Linework and Color restoration rating: 3.75 out of 5. These are scans of original comic books, which means that all of the imperfections of the four color printing process are present. Line bleed, off register printing, and yellowing due to age abound. The only major attempt at color correction has been removing the yellowing from the word balloons, which are as white as the paper stock. A fair number of the pages are of mediocre to poor quality, possibly JPEG sourced low resolution scans, likely 300dpi. Some pages look fuzzy and out of focus, others look acceptable. Most are good enough that I am willing to overlook the yellowing.

Paper rating: 5 out of 5. Thick uncoated stock. It has that wonderful aroma that Chinese made books tend to have. Out of all of the Archives lines available from all of the publishers, PS Artbooks smell the best. I seriously sit there and huff these things as I read them. The toxic stew of broken asbestos tiles, lead paint chips, mercury from recalled thermometers, and the blood, sweat and tears of the Chinese children working the sweatshop printing presses give these book their delectable scent.

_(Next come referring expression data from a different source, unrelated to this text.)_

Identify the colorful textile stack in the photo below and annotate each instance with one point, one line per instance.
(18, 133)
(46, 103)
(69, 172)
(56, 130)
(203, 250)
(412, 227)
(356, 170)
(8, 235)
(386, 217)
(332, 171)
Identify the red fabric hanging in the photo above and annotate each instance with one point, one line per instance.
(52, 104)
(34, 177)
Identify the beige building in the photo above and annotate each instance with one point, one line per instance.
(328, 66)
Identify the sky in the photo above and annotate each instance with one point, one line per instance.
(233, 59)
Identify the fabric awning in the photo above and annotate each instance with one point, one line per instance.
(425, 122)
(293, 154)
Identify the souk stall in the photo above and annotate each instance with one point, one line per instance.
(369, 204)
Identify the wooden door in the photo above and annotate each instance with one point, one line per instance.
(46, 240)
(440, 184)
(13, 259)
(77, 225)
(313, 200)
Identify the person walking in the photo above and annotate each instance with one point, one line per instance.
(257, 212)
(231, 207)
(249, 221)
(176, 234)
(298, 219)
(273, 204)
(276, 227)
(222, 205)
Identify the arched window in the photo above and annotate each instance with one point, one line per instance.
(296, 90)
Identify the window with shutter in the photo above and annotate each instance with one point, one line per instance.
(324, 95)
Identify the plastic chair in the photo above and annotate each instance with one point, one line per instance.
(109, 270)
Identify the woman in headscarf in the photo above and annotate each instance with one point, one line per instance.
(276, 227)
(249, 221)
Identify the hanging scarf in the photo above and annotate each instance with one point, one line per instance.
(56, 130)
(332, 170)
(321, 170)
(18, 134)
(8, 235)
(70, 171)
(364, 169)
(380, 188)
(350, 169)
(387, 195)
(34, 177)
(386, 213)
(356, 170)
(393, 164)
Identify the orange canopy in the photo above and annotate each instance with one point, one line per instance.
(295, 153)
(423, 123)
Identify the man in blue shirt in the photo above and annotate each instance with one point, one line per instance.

Binding rating: 5 out of 5. Smyth sewn binding with seven stitches per signature. The book block is rounded in the casing, enabling this book to lay perfectly flat as God intended.

Hardback cover coating rating: 4.75 out of 5. The issue cover images are spot varnished with screen printing while the rest of the casewrap has a dull matte finish which is sufficiently resistant to scuffing when handled with reasonable care.